かくもフツウは難しい
@mrkk_
第1話
「私は空想なんぞ信じませんね」
真面目な男はいつも言う。
「竜だの吸血鬼だの、そんな想像上の生き物はいませんよ」
頑固で冗談が通じないと評価される典型的な堅物で、仕事一筋とくに趣味もないと噂されるのも当然の流れ。
「そうだな。私も同感だよ」
「お疲れ様です。お先に失礼いたします」
今日も完璧な業務報告を受けて、特に問題はない満足な上司は、いつも通りの相づちを打った。
2人は思うのだ。
竜も吸血鬼も、想像とは違うのだと。
空想は人間の特権で、実際を知るなら架空は不可能なのだ。
同族の竜を燃やし尽くした男と、故郷の吸血鬼を灰燼に帰した女は、たまたま第二の生を人間でと定め、出会った。
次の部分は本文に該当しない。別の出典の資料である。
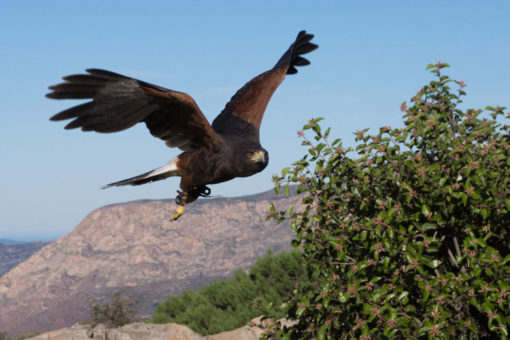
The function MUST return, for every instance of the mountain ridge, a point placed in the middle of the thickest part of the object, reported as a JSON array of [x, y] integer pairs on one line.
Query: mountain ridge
[[133, 246]]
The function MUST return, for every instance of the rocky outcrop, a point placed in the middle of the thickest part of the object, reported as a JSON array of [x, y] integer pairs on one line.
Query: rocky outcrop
[[142, 331], [134, 247]]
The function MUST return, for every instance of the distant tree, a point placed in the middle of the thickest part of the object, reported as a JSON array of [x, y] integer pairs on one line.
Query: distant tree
[[410, 229], [116, 312], [229, 304]]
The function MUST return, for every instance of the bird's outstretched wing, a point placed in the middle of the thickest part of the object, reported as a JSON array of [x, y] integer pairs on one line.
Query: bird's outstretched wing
[[119, 102], [246, 108]]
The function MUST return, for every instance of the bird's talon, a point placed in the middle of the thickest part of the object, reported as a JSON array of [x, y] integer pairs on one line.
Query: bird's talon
[[178, 212]]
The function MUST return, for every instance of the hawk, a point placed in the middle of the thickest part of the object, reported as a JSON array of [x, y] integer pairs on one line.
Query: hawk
[[212, 153]]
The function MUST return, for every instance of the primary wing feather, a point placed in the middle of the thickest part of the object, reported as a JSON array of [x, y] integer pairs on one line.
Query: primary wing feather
[[119, 102], [243, 114]]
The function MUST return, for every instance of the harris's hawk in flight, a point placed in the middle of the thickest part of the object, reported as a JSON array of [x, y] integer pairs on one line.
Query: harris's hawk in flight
[[213, 153]]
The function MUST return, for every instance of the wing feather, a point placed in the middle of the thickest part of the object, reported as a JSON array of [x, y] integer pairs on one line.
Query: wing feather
[[119, 102], [244, 113]]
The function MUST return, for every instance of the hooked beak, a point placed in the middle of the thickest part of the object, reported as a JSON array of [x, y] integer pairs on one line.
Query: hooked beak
[[258, 157]]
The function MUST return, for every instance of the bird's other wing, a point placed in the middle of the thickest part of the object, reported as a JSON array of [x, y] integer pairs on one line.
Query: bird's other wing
[[246, 108], [119, 102]]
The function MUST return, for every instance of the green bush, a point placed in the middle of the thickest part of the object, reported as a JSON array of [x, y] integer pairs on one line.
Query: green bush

今度は真面目に、静かに、特筆すべき能力など持たずに、普通に生きようと。
飛び抜けるから狙われるのだ。
変に正義感など出さない方がいい。
悪は野放しにすればいい。
狙われたら逃げればいい。
くだらないなら見なきゃいい。
この世界は、竜も吸血鬼も嘘っぱち。
味わった過去は、御伽噺としてでさえ誰も知らない、単なる記憶の断片だった。
◇
「私は、自分と自分の故郷のことはよく知ってますよ」
「私もだな」
兎角、人間は弱いのだ。
今は人間の2人は思う。
「自分以外のことは大して知らない。あなたのことは少ししか知らない」
「同じだよ」
これは危機だろうか。
ああとうとうこうなったかとか、所詮自分は自分からは逃れられないのさとか、自嘲して肩でもすくめるべきか?
「「はっはっは」」
それすらできないから弾かれたわけで。
その程度の、並外れたと言えるくらいの凄さなら、自分以外を滅ぼしたりはしなかった。
仲間と呼べるものがいない未来は、選ばなかった。
「竜は大群で人間を襲いに来たりはしませんね」
「吸血鬼は片っ端から人間を眷属に変えたりはしないのさ」
人間がよく思う概念を否定する。
だって、竜は私しかいない。
すでに、吸血鬼は私だけ。
なら、あれらは何だろう。
押し寄せ、人間を喰いたそうな、襲来者は。
「「何だろうな」」
竜の大群と吸血鬼の群勢に見えるあれは。